You know, I have friends who pick on me for my "obsession" with dew points, but it's true: They have EVERYTHING to do with how it feels outside on a summer afternoon. Hence the old saying, "If it's not the heat, it's the humidity!"
One more note: Next week marks the one-year anniversary of Hurricane Katrina's Gulf coast landfall. She delivered misfortune for the Gulf, but good fortune for our area in a sense. We'll discuss that further here next week.
History of "Heat"!
Hello and thanks for stopping by! If you've been a faithful visitor of our weather page over the last couple of years or so, you might recall the title of this blog. Well, after a long "hiatus", I'm glad to say the "history lesson" has been resurrected and will hopefully be even more informative for your reading pleasure this second go-round.

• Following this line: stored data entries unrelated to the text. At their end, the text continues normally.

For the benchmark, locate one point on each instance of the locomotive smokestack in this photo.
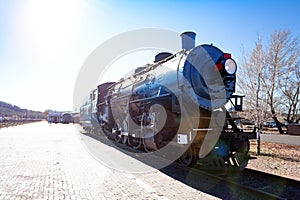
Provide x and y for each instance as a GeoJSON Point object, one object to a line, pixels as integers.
{"type": "Point", "coordinates": [188, 40]}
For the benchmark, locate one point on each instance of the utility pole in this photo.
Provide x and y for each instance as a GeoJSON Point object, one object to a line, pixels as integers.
{"type": "Point", "coordinates": [258, 117]}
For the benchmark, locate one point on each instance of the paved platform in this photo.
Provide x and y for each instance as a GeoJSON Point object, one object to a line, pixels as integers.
{"type": "Point", "coordinates": [42, 161]}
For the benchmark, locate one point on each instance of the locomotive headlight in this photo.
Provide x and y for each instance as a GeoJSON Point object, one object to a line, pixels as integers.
{"type": "Point", "coordinates": [230, 66]}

Just like the blog of old, my "history lesson" will contain some interesting facts about past weather in South-Central Kentucky. But I'll also throw in some national stuff, too, as well as columns aimed at shedding some perspective on historical events as they may relate to current weather. For example, if we receive an 8" snow this coming January (and, by the way, I'm NOT saying that will happen!!), we might dig back into the annals and archives to find out more about other major snows in Bowling Green that just might bring back some memories for some of you.
That being said, much has been made of the recent heat wave that has gripped much of the lower 48, including the Blue Grass state. It has been confirmed that this past July was the nation's 2nd hottest in recorded history. According to NOAA's National Climatic Data Center, the average temperature for the contiguous states was 77.2 degrees, just .3 shy of July 1936, which still stands at the nation's hottest. Triple digit heat invaded much of the central U.S. last month, though much of the Blue Grass state was spared the brunt of the highest heat.
Interestingly, 100 degree weather in Bowling Green has been scarce in the new millennium. Did you know our last official 100 degree day happened back on September 5, 1999? It's true! Despite a few close calls (including Thursday's 99 degree high), we've gone an amazing seven years since hitting the century mark, our longest such streak since going 11 years without a 100-degree day from the summer of 1966 to the summer of 1977. On July 14, 1966, the high in Bowling Green was 102, and it took us until July 8, 1977 to see the mercury crack 100 degrees again. Pretty remarkable!
On the flip side of that coin, some of our hottest years included numerous days of triple digit heat (and, by the way, we're talking actual temperatures here, NOT heat indices). In 1980, Bowling Green sizzled with NINE days of 100 degree weather in July and August. The mercury topped out at 100 or above on six occasions in 1983 and again in 1999.
Speaking of 1999, the final three days of July that year saw the thermometer reach the century mark, our longest such streak in recent years. What's the longest? Well, two years share that dubious honor...those being 1930 and 1934. Seven straight days--August 2nd to August 8th, 1930--featured 100 degree weather (including 110 on the 8th), with a similar streak recorded from July 21st-27th, 1934. It's worthy of noting that those years, along with 1936, were part of the infamous Great Depression AND the "Dust Bowl" era. Air conditioning was a luxury that few possessed back then. Just thinking of that makes those years seem even hotter!!